In the end, enzyme immunoassay method (ELISA) was performed to collect the total IgE serum. Serum samples were stored at −20°C until the analysis. ELISA test was performed in duplicate by using the commercial kit (DIPLUS, Canada). Based on manufacturer’s instruction, samples with more than 100 IU/ml total IgE was considered elevated.

Statistical analysis

In the end, all the data was analyzed by SPSS Version 18.0 software (Version 11.0 of SPSS software) (Chicago, USA). Chi-square test was used to compare the relationship between variables. p value less than 0.05 was considered significant.


Demographic characteristics of subjects are presented in Table 2. The mean duration of allergic rhinitis was 6.78 (±3.89) years. Symptoms of active conjunctivitis and allergic rhinitis were found in 172 (72.8%) of patients (Table 2). Among patients with positive for SPT, seasonal pattern was seen in 77.7% of the patients, perennial pattern in 22.3%. In addition, 193 patients (64.5%) had positive family history of allergy.

Table 2. Characteristics of patient population

The overall frequency of sensitization to any allergen was 85.6% (256/299), whereas 14.4% (43/299) of patients did not react to any of the tested allergens.

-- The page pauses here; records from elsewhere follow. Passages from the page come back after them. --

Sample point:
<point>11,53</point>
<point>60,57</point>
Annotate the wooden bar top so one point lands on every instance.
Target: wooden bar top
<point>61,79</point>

In outdoor allergens the most prevalent aeroallergen category was weeds (89 %) followed by tree and grasses, and in indoor allergens, mites (43%) and cockroaches (30.1) were the most and least prevalent aeroallergen types, respectively (Table 1).

Prevalence of positive skin test to any allergen is shown in Table 1. Skin reaction to Salsola kali was the most common among the allergens (72.9%). Other prevalent weeds were Amaranthus retroflexus (70.9%), Amaranthus palmeri (68.6%), Chenopodium album (67.9%), and Kochia scoparia (66.6%). Ninety five percent of patients with positive skin prick test for outdoor allergens were also sensitized to at least to one of these five allergens, which belong to the Amaranthaceae and Chenopodiaceae families.

Among tree pollen, the most prevalent allergen was Prosopis juliflora with 65.9% and the least prevalent was Eucalyptus globulus with 21.7%.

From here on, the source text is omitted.